Key Design Decisions

  • FCM data messages vs notification messages: Data messages bypass Android’s notification tray and execute silently in the background service — critical for security operations
  • CountDownLatch for pre-wipe ack: Synchronous write before wipeData() guarantees the control panel knows the command was received, even though the device is about to be erased
  • Firebase onDisconnect handler: Automatically sets device status to “offline” when the connection drops, providing accurate fleet monitoring
  • 30-second heartbeat: Balances real-time status updates with battery conservation
  • WakeLock on FCM receipt: 10-second lock ensures Android doesn’t kill the process mid-execution

Source Code

The source code is available upon request. Contact me for access to the repository. The repository includes the Flutter app, Kotlin native services, Python control panel (CLI + GUI), and Firebase configuration.

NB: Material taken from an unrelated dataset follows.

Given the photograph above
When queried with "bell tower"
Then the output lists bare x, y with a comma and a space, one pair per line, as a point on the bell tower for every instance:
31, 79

For security consulting and enterprise device management solutions, get in touch — I bring over 15 years of experience in information security across 38 countries.

FAQ

Does Nuke Device work when the app is force-closed?

Yes. FCM high-priority data messages are delivered to the Kotlin background service even when the Flutter app is killed. The service takes a WakeLock to execute the command (wipe, lock, or hello test) without requiring the app to be in the foreground.

How is the factory reset confirmed?

Before calling wipeData(0), the FCM service synchronously writes a wipeAck to Firebase using a CountDownLatch with a 3-second timeout. This ensures the control panel receives confirmation that the command was delivered before the device erases itself.

What permissions does the app need?

The app requires Device Admin privileges (for lock and wipe), notification permission, battery optimization exemption (to stay alive in background), and network access. Device Admin must be explicitly activated by the user through a system dialog.

Can this be used for fleet management?

Yes. The Python control panel supports multiple devices through the Firebase device registry. Each device is identified by its unique ANDROID_ID and reports status every 30 seconds including battery, Wi-Fi, IP addresses, and admin permissions. For large fleets (100+ devices), I recommend upgrading to a full MDM solution.